Unbiased next-generation sequencing (NGS) is emerging as an attractive approach for the detection of pathogens in different types of samples, including clinical specimens. NGS applied to microbial diagnosis ideally should allow the amplification and analysis of any type of genetic material present in the clinical sample with a dose-independent efficiency, without the need to design specific primers to preamplify target sequences. Because random/unbiased amplification amplifies the host nucleic acids along with the microbial ones, searching for the microbial nucleic acids is like looking for a needle in a haystack. Indeed, even though different strategies have been developed to either enrich the samples with microorganism nucleic acids or to decrease the amount of the host nucleic acids [5], the level of host background still limits the sensitivity of NGS in pathogen discovery. Moreover, the choice of the NGS platform is crucial, with read length and number of sequences generated per runs as key parameters guiding the selection [6].
Taking into account these aspects, the potentiality of unbiased NGS in recovering genetic material of unknown pathogens, especially viruses, has been already proven [5].
In the present issue of Clinical Infectious Diseases, 2 different articles, one by Brown et al [7] and one by Naccache et al [8], address the problem of the diagnosis of unexplained encephalitis in 2 immunocompromised patients, an 18-month-old boy and a 42-year-old man, respectively, by employing an unbiased NGS approach.
In both cases, high-throughput RNA sequencing (RNA-Seq, Illumina Miseq) allowed the identification of a novel astrovirus, HAstV-VA1/HMO-C-UK1, as the potential causative agent of the fatal encephalitis.
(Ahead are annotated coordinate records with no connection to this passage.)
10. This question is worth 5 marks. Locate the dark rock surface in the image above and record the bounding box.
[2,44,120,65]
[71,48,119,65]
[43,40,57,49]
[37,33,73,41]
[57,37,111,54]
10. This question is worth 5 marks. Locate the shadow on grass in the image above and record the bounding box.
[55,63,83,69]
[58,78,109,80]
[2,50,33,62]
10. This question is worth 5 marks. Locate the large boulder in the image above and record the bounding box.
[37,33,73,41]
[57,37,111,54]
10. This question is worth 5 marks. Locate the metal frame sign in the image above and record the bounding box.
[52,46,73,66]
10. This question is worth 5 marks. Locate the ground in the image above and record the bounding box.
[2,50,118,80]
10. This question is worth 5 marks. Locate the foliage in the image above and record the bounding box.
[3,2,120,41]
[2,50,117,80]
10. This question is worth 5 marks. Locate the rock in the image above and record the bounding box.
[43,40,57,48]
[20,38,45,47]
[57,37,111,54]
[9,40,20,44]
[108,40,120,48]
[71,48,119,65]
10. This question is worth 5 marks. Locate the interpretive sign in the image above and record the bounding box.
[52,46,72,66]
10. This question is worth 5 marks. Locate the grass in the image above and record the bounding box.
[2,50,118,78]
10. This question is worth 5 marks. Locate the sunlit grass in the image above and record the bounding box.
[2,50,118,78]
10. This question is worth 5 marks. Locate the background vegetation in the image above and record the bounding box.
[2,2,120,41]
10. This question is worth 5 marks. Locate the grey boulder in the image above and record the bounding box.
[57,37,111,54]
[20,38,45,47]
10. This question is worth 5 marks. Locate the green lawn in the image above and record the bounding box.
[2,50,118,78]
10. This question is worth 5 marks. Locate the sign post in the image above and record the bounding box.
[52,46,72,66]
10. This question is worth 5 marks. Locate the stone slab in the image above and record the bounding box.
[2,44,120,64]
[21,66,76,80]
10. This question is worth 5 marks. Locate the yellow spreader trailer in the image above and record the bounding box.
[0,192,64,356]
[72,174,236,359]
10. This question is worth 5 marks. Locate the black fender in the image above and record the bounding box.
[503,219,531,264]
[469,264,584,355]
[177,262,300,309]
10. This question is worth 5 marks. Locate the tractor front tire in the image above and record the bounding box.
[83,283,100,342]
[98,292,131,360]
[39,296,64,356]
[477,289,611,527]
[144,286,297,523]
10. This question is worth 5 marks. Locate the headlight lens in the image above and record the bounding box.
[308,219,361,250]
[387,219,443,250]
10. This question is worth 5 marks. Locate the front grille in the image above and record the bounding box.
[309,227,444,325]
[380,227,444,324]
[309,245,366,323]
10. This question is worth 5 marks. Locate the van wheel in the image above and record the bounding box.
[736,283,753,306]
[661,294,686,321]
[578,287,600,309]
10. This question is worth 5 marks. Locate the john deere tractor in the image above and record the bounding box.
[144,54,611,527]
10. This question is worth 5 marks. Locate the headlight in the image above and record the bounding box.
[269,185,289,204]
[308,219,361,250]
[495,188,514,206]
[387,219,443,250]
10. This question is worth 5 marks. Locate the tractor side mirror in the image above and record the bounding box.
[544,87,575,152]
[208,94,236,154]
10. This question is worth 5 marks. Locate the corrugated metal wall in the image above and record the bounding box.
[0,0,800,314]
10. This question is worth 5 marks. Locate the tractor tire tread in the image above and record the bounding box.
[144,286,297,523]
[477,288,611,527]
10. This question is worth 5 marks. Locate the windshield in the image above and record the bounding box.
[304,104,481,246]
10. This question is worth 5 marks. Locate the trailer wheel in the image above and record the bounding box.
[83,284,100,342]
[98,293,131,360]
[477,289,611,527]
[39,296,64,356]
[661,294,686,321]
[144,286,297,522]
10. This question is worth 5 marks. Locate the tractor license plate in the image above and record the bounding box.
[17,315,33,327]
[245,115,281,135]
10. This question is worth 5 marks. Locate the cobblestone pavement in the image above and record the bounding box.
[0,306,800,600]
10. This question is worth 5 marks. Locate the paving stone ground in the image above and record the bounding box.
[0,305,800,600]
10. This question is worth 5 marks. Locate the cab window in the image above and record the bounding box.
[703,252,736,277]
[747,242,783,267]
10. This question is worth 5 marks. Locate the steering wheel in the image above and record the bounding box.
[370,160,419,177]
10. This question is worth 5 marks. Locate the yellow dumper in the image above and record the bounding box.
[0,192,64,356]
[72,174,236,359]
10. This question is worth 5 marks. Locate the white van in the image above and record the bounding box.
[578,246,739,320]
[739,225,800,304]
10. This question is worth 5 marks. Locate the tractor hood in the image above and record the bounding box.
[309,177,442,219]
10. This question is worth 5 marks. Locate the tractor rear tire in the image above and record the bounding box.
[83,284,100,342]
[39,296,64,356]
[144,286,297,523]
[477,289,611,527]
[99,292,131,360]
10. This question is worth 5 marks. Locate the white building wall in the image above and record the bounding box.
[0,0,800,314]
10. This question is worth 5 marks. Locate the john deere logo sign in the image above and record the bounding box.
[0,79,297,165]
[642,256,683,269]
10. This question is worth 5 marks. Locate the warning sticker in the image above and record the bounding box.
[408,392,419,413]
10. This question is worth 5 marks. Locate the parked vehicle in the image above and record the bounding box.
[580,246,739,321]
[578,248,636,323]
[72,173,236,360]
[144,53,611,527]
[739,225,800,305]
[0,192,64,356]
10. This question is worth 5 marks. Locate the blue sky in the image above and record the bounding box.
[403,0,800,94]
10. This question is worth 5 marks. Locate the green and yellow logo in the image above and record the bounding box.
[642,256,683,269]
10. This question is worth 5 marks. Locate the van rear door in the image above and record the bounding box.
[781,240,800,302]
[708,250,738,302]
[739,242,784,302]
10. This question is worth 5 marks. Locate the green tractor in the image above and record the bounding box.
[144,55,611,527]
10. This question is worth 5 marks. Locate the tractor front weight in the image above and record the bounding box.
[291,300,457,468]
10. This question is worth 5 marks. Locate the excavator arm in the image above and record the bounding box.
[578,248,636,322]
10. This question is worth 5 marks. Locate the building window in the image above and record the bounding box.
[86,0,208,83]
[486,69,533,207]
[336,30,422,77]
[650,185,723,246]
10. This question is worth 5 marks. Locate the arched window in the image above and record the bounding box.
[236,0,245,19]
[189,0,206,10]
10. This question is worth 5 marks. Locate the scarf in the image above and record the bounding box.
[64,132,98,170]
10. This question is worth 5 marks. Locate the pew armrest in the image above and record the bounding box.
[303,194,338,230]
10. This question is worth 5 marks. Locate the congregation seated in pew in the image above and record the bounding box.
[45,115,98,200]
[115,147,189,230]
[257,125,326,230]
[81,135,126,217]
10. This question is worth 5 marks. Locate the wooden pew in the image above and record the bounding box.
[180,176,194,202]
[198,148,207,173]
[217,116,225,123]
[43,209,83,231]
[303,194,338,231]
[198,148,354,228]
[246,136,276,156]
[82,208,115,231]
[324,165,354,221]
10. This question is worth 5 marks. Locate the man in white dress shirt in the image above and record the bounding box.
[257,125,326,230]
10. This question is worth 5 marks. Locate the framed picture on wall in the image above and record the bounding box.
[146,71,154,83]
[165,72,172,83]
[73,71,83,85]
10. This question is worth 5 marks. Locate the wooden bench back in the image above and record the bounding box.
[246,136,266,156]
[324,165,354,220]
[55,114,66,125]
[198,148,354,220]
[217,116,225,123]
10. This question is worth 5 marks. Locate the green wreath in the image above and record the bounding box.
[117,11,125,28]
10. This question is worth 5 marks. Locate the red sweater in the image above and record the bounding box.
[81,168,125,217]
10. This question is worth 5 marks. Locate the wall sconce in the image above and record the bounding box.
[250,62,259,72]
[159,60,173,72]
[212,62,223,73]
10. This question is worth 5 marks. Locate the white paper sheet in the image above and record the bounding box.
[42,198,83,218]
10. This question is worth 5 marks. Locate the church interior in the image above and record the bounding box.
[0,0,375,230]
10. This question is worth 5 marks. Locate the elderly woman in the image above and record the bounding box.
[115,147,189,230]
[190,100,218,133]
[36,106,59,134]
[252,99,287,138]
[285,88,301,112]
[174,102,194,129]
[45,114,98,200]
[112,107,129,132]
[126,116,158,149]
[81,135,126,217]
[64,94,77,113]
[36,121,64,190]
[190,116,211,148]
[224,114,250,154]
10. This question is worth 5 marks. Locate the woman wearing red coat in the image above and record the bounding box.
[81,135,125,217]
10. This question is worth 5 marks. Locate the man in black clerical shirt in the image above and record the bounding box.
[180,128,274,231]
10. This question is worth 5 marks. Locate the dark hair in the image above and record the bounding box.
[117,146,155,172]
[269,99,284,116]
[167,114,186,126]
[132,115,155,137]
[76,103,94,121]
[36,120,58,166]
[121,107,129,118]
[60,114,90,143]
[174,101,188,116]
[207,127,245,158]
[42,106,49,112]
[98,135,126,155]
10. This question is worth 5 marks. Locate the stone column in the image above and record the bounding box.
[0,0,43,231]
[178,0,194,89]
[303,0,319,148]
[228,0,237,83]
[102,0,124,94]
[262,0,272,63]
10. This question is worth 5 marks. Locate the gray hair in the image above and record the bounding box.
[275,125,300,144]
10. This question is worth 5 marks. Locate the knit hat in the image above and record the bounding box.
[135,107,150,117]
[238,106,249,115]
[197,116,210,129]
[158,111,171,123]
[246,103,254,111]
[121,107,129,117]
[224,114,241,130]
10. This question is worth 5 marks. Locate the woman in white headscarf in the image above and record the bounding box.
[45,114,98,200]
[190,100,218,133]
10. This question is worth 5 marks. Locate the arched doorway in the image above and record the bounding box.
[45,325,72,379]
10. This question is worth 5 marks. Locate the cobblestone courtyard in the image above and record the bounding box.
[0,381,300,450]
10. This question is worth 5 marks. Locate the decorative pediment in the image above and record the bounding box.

Astroviruses are nonenveloped, single-stranded RNA viruses, commonly associated with gastroenteritis in humans and only recently reported as possible causative agents of encephalitis [9, 10]. In one case, the patient was found to be infected by HAstV-SG, an astrovirus of the VA/HMO clade [9]. In the second case, the human astrovirus 4 was detected in the brain tissues by reverse transcription (RT) PCR [10]. In both cases, the patients were severely immunocompromised.
These studies, along with the 2 reported in this issue of Clinical Infectious Diseases, suggest that the spectrum of causative agents associated with encephalitis should be expanded to astroviruses, at least in immunocompromised patients.
The work by Brown et al [7] and by Naccache et al [8] further supports the high potential of unbiased NGS in recovering novel viruses from clinical samples of patients suffering from diseases of unknown etiology. However, as recognized by both teams of authors, challenges still need to be faced before NGS can become fully exploitable at the clinical laboratory level.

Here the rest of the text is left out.